C’était bien la première fois que nous sortions du cadre strict d’une organisation imposée par monsieur le directeur.
Nous sommes allés à la cantine chercher soixante-dix chaises
installées en demi-cercle sous les marronniers.
Oui, soixante-dix.
Deux classes de sixième réunies pour un seul cours.
C’était fréquent.
Habituellement, le prof s’asseyait dans l’embrasure de la porte de séparation des deux classes,
assis à califourchon sur sa chaise.
Il ne faisait que parler sans pouvoir utiliser le tableau noir.
Mais là, nous étions en plein air,
le soleil nous faisait des clins d’œil sous les frondaisons,
le ciel était d’un bleu !
The sun shines, the sky is blue, prit ce jour-là un sens vraiment nouveau.
Je me souviens de cette leçon d’anglais, comme si c’était hier,
et je revois le visage du professeur sortant de ma nuit.

La seconde image est tout aussi visuelle que sonore.
Nous sommes en cours de musique.
Disposition habituelle, le prof est assis entre les deux classes réunies.
Il a mis en marche un tourne-disques microsillon, apporté exceptionnellement de chez-lui.
Il nous a demandé d’écouter, la tête dans les bras posés sur notre pupitre.
            Imaginez a-t-il dit. Oubliez la classe. Écoutez. Que vous inspire cette musique ? Imaginez ce que vous voulez. Laissez-vous transporter par la musique.
C’est ainsi que j’aie découvert La Moldau de Smetana
et une passion démesurée pour la musique ne me quittera plus.

L’arrivée à Saint-Ouen fut grandiose !
Tout me paraissait plus grand, plus clair, plus libre, plus vivant.
Les gens plus gais.
Même quand ils ne se connaissaient pas,
ils semblaient partager quelque chose.
Cela tenait peut-être au fait que nous emménagions tous en même temps dans une HLM
tout juste sortie de terre,
avec de grandes baies vitrées, un balcon, des chambres spacieuses,
mon bureau n’était plus dans la cuisine,
nous avions même une salle de bains.
Mes parents étaient heureux, ma mère radieuse.
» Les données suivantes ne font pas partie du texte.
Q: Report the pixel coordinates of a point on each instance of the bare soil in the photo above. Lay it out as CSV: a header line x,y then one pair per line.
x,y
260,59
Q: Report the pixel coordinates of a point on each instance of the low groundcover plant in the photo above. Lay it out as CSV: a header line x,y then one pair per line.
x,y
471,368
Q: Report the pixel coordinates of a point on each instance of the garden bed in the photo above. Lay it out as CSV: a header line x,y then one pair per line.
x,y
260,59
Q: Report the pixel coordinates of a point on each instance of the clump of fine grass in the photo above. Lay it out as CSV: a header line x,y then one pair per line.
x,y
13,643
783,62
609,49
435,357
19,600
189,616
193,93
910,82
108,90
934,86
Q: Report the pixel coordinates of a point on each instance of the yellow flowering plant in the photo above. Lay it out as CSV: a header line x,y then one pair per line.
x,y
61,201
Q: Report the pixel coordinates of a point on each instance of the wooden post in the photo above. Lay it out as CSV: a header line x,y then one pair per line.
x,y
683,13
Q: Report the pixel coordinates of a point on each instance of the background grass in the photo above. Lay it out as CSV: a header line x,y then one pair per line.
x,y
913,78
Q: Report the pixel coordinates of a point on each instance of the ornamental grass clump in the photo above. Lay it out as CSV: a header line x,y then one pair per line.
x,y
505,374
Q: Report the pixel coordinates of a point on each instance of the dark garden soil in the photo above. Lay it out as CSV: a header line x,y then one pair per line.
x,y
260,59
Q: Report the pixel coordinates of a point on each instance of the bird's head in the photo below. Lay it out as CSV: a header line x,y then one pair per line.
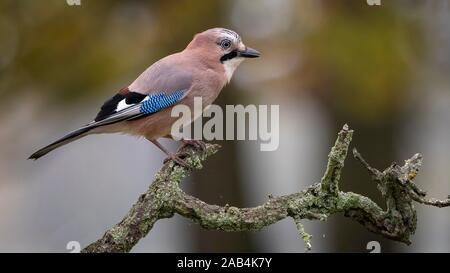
x,y
223,46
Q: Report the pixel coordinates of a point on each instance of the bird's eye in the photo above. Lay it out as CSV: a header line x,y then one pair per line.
x,y
225,44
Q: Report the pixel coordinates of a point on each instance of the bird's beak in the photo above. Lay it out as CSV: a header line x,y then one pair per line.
x,y
249,53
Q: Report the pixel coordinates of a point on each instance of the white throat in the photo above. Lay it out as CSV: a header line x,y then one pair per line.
x,y
230,66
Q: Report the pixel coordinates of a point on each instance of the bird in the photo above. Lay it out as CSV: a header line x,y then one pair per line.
x,y
143,108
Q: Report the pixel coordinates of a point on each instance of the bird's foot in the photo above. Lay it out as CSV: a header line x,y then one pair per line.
x,y
178,159
197,144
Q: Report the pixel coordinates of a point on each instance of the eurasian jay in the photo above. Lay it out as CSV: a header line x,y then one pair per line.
x,y
143,108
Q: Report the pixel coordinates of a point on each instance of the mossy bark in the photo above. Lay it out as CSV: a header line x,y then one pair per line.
x,y
164,198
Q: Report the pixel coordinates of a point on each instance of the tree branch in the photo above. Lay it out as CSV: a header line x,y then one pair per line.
x,y
164,198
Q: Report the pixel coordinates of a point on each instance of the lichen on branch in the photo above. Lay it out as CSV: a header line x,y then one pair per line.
x,y
164,198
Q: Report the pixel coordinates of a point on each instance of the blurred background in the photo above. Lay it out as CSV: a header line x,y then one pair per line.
x,y
384,70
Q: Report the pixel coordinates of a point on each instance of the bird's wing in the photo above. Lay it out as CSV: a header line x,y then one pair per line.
x,y
129,110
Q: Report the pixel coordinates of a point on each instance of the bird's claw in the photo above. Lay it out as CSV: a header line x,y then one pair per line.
x,y
197,144
177,158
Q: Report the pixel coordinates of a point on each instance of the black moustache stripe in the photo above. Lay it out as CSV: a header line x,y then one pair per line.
x,y
228,56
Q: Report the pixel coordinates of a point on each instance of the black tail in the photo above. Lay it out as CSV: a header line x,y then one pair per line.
x,y
72,136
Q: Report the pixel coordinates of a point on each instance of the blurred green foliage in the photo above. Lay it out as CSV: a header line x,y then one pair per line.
x,y
364,58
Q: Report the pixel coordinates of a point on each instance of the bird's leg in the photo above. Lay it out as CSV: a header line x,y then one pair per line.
x,y
170,156
198,144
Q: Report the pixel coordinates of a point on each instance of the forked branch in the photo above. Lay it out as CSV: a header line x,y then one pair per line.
x,y
164,198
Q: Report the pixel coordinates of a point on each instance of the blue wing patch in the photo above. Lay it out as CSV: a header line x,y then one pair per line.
x,y
155,102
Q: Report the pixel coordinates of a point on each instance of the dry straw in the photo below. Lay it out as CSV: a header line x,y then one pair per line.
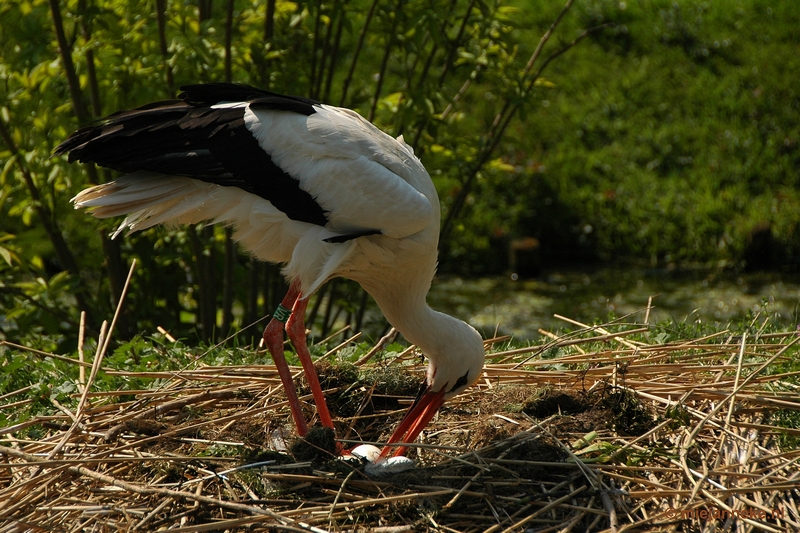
x,y
613,433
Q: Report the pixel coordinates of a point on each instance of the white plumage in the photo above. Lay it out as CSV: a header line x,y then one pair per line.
x,y
321,190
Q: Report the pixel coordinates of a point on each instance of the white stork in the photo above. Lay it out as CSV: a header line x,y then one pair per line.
x,y
314,187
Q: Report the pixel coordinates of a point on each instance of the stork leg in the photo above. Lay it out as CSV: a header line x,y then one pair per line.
x,y
296,330
291,312
273,338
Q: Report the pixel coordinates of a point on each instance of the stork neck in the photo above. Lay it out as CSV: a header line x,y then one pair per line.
x,y
407,310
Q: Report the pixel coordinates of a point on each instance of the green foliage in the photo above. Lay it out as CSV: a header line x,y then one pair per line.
x,y
666,137
669,139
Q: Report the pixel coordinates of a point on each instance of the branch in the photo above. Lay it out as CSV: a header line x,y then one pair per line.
x,y
503,118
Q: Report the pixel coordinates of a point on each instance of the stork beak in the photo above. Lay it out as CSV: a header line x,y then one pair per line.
x,y
419,414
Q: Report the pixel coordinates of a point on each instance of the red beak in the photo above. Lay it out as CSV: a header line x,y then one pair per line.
x,y
419,414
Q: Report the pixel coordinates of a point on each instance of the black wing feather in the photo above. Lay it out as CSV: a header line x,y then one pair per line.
x,y
188,138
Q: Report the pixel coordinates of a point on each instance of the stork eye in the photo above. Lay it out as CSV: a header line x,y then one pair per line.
x,y
460,382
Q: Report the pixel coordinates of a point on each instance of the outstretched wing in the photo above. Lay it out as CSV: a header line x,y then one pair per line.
x,y
318,164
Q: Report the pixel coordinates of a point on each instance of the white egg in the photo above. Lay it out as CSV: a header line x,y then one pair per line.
x,y
392,465
367,451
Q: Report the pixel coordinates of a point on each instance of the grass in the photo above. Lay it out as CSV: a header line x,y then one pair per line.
x,y
598,428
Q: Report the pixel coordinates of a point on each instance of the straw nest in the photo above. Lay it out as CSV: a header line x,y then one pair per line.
x,y
591,432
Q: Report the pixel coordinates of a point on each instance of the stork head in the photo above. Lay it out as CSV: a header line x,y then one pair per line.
x,y
454,364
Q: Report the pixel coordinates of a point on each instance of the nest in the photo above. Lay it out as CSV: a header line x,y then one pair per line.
x,y
591,432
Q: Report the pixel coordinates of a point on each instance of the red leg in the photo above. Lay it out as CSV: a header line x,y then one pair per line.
x,y
296,329
273,337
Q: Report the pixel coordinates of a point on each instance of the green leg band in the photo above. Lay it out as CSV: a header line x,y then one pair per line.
x,y
281,314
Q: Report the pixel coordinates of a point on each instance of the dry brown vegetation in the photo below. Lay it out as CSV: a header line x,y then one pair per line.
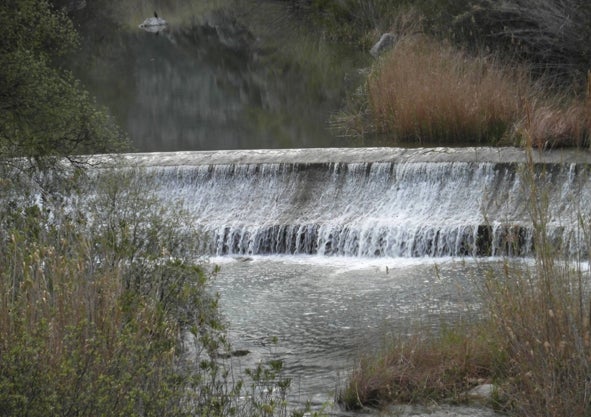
x,y
425,90
532,339
422,369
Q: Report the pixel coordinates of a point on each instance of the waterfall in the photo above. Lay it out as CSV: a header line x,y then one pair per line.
x,y
373,203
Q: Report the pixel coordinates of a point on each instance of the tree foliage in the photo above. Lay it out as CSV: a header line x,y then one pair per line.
x,y
44,111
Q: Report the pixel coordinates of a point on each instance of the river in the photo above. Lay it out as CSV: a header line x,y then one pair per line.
x,y
331,256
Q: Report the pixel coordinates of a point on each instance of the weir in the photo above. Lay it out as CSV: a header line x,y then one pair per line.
x,y
376,202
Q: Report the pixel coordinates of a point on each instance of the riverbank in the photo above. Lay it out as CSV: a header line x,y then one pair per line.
x,y
531,341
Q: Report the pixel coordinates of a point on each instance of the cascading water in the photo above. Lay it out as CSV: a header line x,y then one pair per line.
x,y
388,203
383,226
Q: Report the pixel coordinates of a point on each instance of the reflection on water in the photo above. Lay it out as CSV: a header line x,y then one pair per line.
x,y
211,84
325,313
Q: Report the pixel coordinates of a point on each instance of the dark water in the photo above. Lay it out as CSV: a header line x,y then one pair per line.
x,y
212,83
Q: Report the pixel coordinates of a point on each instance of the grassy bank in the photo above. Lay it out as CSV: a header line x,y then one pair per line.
x,y
532,340
104,312
475,74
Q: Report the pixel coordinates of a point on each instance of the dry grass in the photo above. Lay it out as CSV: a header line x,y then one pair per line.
x,y
425,90
549,124
533,340
425,369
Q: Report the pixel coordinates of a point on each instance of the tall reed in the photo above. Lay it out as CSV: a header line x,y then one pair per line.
x,y
532,339
427,91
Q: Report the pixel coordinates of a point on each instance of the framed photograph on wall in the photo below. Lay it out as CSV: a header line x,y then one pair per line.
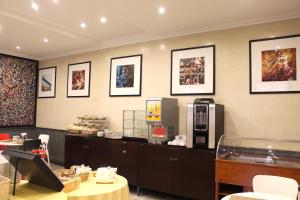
x,y
126,76
47,82
79,79
193,71
275,65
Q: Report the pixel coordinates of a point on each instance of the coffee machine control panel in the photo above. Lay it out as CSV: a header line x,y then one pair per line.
x,y
201,117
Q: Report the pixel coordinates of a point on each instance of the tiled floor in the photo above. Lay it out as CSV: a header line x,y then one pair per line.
x,y
144,194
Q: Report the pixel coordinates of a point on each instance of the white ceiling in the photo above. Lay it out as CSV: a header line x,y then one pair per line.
x,y
128,21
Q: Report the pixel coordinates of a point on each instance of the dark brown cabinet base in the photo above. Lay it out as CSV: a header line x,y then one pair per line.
x,y
174,170
177,170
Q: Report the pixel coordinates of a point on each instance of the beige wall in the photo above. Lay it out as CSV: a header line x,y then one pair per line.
x,y
264,115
Mon entrée au collège Jean Jaurès fut remarquée.
Mon professeur principal me reçut personnellement.
Il me présenta à l’ensemble de la classe, en attirant l’attention de tous sur la difficulté à s’intégrer en cours d’année,
exprimant le souhait de voir chacun m’accueillir en camarade,
avec sympathie.
Ce fut le cas.
Je fis très vite de bons copains.
Et tout me parut plus simple.
J’accumulais les observations d’encouragements,
les bonnes notes,
les meilleures places.
Je finis troisième au classement général
avec un prix d’honneur remis par monsieur le maire dans une salle des fêtes bondée,
où les parents endimanchés étaient réunis pour assister à la remise des récompenses aux meilleurs,
appelés sur la scène pour y recevoir des cadeaux.
Je repartirai avec une pile de livres enrubannés sur les bras,
et un 33 tours de la cinquième symphonie de Beethoven qui achèvera ma métamorphose musicale.

La suite de ma scolarité sera un parcours de travail,
de travail et encore de travail,
mais de travail facile,
avec des résultats faisant la fierté de mes parents.
Je ne quitterai plus les places de haut de classement,
jusqu’à être surnommé par mes camarades « le premier de la classe »,
mais ça, c’est une autre histoire à laquelle nous reviendrons sans doute.

Que me reste-t-il de cette enfance ?
De fait, mon enfance n’a pour moi jamais vraiment eu, ni le goût, ni le parfum de l’enfance.
Si l’enfance est insouciance, légèreté, amusement, et fantaisie,
je crois ne plus l’avoir connue dès lors qu’il me fallut aller à l’école primaire.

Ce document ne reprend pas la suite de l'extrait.